The New York Taxi Workers Alliance won a historic victory this fall to lift the burden of crushing debt on taxi drivers, overwhelmingly immigrants and people of color, after a brilliant and inspiring campaign. We highly recommend this profile of the struggle by Molly Crabapple in The Nation, “How the Taxi Drivers Won,” which concludes with this from Bhairavi Desai, the visionary long time leader of the alliance
In a world where left victories are few and the bickering constant, there is much to learn from NYTWA’s success. So when she was recovered from her 14-day hunger strike, I spoke to Desai. What was her advice?
“You have to have the core elements of an organized base of members, a policy, direct action.

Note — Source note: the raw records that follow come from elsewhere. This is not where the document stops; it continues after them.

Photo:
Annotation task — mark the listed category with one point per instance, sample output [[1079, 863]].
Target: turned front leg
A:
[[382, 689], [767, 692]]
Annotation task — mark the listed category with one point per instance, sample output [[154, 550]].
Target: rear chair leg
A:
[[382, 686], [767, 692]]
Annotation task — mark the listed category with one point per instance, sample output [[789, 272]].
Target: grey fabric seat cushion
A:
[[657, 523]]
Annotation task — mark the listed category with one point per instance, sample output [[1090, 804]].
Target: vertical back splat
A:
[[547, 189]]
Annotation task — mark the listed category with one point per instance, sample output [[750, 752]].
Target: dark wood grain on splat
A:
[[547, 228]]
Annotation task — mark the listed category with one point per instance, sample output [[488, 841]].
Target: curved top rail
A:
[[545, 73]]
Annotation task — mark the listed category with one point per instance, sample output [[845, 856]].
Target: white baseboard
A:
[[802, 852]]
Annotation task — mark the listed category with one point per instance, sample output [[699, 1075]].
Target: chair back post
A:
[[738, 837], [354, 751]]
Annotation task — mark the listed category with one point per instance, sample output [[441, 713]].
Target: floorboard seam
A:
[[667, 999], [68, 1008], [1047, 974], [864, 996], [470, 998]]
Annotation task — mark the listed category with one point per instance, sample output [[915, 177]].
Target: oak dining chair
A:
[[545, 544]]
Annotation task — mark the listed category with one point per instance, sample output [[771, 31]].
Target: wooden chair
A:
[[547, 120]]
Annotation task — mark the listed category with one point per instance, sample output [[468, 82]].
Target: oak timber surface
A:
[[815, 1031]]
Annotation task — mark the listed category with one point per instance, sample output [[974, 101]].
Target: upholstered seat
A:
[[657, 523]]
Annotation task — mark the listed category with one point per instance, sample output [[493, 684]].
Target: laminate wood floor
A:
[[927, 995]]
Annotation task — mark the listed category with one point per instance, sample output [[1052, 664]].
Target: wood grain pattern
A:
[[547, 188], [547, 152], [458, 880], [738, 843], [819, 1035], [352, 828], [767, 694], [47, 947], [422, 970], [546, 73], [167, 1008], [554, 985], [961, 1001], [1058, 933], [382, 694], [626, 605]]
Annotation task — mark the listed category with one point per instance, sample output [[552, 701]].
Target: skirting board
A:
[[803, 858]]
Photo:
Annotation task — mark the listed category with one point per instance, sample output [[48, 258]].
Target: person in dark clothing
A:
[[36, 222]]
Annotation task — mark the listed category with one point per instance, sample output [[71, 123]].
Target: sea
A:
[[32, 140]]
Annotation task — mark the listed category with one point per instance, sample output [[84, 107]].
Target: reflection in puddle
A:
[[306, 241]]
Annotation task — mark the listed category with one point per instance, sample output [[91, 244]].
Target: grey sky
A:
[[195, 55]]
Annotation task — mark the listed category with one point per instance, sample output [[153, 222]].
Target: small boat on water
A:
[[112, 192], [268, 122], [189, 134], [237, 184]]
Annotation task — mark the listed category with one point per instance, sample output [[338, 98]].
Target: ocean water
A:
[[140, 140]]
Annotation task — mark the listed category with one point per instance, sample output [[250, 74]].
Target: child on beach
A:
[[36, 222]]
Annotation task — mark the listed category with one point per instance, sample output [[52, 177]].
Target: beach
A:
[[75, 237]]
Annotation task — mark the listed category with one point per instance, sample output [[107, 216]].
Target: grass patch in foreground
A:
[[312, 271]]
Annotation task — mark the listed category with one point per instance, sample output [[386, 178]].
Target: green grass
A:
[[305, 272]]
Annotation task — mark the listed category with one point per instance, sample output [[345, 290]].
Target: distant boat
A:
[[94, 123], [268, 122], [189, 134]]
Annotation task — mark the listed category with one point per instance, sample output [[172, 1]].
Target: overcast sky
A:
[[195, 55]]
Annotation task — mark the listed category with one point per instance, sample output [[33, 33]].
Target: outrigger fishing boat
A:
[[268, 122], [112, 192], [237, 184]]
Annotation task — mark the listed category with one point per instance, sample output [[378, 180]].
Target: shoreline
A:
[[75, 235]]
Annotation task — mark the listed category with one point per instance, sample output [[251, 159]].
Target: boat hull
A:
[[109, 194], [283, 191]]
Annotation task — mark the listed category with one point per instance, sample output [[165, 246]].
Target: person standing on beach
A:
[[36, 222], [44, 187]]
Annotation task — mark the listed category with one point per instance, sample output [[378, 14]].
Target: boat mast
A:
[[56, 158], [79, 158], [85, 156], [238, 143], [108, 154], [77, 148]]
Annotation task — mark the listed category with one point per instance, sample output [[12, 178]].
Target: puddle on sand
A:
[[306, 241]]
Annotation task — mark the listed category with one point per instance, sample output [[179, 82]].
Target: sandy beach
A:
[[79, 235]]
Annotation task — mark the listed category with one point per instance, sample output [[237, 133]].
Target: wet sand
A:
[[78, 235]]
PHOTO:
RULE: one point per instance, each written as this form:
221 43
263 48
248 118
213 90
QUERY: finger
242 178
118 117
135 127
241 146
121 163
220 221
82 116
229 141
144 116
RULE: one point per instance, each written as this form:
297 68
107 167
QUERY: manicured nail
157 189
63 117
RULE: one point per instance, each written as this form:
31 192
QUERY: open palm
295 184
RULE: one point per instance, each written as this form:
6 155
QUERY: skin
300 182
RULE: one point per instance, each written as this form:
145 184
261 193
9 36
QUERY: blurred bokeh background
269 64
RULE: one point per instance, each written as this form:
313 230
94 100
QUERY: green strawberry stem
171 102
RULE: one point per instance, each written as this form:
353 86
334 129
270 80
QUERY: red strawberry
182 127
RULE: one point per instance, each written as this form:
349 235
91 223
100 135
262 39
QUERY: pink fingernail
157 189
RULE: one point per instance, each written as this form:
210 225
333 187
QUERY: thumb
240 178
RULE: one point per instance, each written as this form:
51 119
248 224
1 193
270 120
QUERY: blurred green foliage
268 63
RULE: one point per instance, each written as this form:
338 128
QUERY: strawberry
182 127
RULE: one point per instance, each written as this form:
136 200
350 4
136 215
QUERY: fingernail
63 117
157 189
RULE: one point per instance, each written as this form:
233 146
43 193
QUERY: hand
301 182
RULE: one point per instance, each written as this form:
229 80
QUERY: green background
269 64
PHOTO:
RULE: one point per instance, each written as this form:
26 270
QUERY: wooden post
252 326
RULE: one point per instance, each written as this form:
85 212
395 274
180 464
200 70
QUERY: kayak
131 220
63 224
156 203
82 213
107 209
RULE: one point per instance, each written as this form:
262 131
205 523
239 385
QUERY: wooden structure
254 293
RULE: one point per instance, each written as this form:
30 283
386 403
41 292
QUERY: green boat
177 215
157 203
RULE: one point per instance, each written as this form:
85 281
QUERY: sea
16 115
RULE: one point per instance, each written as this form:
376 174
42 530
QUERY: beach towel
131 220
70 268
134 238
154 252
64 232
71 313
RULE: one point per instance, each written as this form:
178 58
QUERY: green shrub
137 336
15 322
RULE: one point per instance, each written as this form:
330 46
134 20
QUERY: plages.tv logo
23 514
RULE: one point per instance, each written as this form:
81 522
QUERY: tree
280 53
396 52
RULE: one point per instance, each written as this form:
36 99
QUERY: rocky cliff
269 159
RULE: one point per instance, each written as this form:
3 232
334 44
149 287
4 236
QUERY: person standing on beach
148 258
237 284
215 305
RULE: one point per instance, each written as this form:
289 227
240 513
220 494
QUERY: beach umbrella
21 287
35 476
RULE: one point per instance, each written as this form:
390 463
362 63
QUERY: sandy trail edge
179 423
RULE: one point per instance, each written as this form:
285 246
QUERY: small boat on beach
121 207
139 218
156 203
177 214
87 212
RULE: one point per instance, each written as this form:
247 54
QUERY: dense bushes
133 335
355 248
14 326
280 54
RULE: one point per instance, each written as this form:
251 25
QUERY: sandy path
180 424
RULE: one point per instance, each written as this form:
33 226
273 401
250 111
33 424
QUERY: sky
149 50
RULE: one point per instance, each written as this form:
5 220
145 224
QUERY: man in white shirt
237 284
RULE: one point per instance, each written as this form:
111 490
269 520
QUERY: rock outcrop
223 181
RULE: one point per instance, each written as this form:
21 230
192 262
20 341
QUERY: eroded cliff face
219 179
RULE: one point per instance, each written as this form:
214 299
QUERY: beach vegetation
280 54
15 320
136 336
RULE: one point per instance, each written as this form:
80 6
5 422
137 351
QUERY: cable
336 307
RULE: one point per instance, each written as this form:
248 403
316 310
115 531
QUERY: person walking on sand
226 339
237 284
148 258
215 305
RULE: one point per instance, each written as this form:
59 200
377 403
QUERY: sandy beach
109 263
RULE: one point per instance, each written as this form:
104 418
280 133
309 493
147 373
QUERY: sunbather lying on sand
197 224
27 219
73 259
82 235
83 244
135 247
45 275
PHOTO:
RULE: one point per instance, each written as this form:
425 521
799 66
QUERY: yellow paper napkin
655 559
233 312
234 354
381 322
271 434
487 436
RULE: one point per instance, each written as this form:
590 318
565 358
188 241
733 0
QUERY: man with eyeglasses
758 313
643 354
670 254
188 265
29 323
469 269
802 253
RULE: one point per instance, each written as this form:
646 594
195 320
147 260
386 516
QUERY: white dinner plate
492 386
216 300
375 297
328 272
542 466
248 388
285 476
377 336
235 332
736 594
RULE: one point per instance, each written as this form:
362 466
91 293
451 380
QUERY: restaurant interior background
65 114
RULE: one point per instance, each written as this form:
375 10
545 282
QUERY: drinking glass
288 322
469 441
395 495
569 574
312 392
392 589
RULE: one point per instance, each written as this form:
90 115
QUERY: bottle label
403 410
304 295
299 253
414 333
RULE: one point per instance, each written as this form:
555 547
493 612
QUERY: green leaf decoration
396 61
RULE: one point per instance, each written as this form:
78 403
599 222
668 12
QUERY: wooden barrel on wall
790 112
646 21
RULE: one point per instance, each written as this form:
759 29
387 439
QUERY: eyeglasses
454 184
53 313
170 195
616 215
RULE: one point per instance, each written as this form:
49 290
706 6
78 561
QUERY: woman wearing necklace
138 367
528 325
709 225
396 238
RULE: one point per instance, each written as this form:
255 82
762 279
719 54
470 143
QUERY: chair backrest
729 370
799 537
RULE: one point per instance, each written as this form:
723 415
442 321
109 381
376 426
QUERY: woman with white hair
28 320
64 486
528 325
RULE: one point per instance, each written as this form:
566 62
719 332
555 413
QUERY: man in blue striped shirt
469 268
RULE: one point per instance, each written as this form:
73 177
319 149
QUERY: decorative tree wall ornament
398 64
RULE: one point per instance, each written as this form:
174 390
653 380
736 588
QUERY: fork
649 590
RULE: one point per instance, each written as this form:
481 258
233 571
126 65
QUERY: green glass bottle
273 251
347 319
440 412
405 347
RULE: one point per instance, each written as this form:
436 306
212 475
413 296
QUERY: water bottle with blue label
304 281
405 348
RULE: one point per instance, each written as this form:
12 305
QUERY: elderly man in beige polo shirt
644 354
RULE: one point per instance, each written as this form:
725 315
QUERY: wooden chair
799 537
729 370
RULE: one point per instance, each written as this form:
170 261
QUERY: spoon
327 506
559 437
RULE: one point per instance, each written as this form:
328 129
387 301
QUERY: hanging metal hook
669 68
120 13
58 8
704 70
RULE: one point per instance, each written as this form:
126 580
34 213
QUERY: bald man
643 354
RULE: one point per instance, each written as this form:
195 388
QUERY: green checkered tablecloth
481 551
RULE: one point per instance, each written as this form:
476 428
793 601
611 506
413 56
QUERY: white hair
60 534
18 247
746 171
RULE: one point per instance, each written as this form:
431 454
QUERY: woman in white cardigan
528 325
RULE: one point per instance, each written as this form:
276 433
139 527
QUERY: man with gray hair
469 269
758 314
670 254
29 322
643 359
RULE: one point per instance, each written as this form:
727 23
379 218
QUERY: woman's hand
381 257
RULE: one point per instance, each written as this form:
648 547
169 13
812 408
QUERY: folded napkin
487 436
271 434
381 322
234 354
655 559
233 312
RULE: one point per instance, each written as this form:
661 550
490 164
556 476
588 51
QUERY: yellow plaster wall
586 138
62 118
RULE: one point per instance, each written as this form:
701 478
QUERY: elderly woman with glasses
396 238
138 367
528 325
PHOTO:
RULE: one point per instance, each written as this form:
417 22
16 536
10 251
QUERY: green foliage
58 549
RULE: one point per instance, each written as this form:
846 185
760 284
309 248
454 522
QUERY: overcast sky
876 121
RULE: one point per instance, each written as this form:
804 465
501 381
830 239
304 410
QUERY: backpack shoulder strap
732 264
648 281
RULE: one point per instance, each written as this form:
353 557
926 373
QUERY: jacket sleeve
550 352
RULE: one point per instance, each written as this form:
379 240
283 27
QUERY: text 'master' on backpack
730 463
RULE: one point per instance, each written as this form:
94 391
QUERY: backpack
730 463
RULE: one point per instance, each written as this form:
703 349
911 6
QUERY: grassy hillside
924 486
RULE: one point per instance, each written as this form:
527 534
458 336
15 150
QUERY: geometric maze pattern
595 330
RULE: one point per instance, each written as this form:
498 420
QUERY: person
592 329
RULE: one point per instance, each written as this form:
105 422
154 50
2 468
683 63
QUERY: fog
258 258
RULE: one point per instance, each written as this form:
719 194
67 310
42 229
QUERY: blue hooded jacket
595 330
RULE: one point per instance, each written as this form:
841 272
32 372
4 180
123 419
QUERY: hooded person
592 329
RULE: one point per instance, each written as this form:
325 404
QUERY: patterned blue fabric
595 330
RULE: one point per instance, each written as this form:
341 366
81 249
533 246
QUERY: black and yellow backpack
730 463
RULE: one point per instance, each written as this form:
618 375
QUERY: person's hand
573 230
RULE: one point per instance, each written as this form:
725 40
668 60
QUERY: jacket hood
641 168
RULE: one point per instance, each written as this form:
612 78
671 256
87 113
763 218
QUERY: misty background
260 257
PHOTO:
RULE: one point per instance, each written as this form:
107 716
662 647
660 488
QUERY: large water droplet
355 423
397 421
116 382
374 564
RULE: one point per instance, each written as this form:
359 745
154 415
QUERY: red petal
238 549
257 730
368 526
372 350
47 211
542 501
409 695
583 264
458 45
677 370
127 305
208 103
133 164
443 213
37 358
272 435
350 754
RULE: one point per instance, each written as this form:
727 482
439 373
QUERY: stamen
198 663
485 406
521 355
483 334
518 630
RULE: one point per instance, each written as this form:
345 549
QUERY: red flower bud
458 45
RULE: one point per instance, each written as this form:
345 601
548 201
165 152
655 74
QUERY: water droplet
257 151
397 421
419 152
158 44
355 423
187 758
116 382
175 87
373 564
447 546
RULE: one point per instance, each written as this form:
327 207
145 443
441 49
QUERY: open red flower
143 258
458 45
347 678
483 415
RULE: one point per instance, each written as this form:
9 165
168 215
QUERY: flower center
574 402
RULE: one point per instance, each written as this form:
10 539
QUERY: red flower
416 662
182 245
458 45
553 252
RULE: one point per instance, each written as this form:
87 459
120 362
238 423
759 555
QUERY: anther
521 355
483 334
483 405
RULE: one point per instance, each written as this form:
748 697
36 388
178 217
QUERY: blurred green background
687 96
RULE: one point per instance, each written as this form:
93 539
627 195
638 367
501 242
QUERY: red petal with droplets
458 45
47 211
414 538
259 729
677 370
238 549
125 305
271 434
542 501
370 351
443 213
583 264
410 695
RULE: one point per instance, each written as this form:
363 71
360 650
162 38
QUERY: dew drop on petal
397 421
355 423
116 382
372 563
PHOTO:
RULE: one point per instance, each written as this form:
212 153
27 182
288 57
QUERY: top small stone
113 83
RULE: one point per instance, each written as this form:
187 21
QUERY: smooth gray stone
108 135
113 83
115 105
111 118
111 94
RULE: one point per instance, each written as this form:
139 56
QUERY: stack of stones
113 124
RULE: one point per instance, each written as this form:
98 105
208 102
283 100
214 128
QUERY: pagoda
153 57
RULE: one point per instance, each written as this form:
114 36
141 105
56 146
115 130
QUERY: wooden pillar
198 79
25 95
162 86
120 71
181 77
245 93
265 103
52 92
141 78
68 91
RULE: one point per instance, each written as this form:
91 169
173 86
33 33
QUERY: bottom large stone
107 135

It needs to be equally creative and militant so it can speak to universal values, as well as capture people’s imaginations,” she told me. “Throughout this thing…we wanted people to know we are going to win. Failure was not an option. So much of the left internalizes defeat. You cannot lead with that. You have to be able to balance the moral high ground with a confidence you can win.”
After a rough few months when progressive energy is at a low ebb because of setbacks on a variety of fronts, the right medicine for what ails us is to return to fundamentals — organizing and recruitment, sharp strategy, speaking in broadly shared values, being willing to take big risks, and, above all, having and projecting the confidence that we can win.
Reading and Listening Recommendations
Mary Beth Maxwell “Keep Your Hope Machine Running,” Medium.
Molly Crabapple, “How the Taxi Drivers Won,” The Nation.
Josh Dzieza, “Ride Like Hell: Revolt of the Delivery Workers,” New York.
A riveting and harrowing read about the exploitation of immigrant workers by the apps, and an inspiring story of how they organize and fight back.
Vanessa Veselka, “I’m A Longtime Union Organizer. But I Had Never Seen Anything Like This,” New York Times. A searing portrait of the conditions which workers and patients endure during the pandemic and how they organize to fight back.
We’re very excited about a new book by Erica Smiley and Sarita Gupta, The Future We Need: Organizing for a Better Democracy in the 21st Century, available for pre-order.
On the Black Work Talk podcast, Steve Pitts and Bill Fletcher interview Rob Baril, president of SEIU 1199NE, about the “Bargaining for the Common Good” framework, the outrageous treatment of health care workers (hailed as “essential” but not treated that way), and how 1199 have brought a racial justice perspective and community issues to their labor organizing.
Delights and Provocations
For over ten years, Iranian documentary filmmaker Taghi Amirani labored to tell the full story of how the CIA and the British intelligence service MI6 conspired to overthrow Iranian Prime Minister Mohammed Mosaddegh in 1953 — one of the most consequential foreign policy disasters of the 20th century. Amirani joined forces with 3-time Academy-Award-winning editor, director, and sound designer Walter Murch, whose credits include Godfather Trilogy, Apocalypse Now, The Conversation, and The English Patient. Amirani and Murch’s film, Coup 53, premiered at Telluride in 2019 and has been hailed by Erroll Morris, Werner Herzog, and Michael Moore. Critics raved. But, for reasons that remain mysterious, no distributor in the U.S. or Britain has agreed to pick it up. You won’t see it on Netflix or Amazon Prime or Hulu. So the filmmakers have taken to self-distributing it on their website: https://coup53.com/
We hope you’ll not only watch Coup 53 but spread the word — because it is one of the most important and compelling documentaries made in years, because it shines light on an imperial blunder that echoes loudly today, and because it has effectively been censored.
As we in the United States struggle to respond to an attempted coup of our own, it is harrowing and instructive to look back at how little it took to topple Mosaddegh’s regime, how the U.S. and Britain tried to hide their anti-democratic crimes, and how long a shadow the coup of 1953 still casts.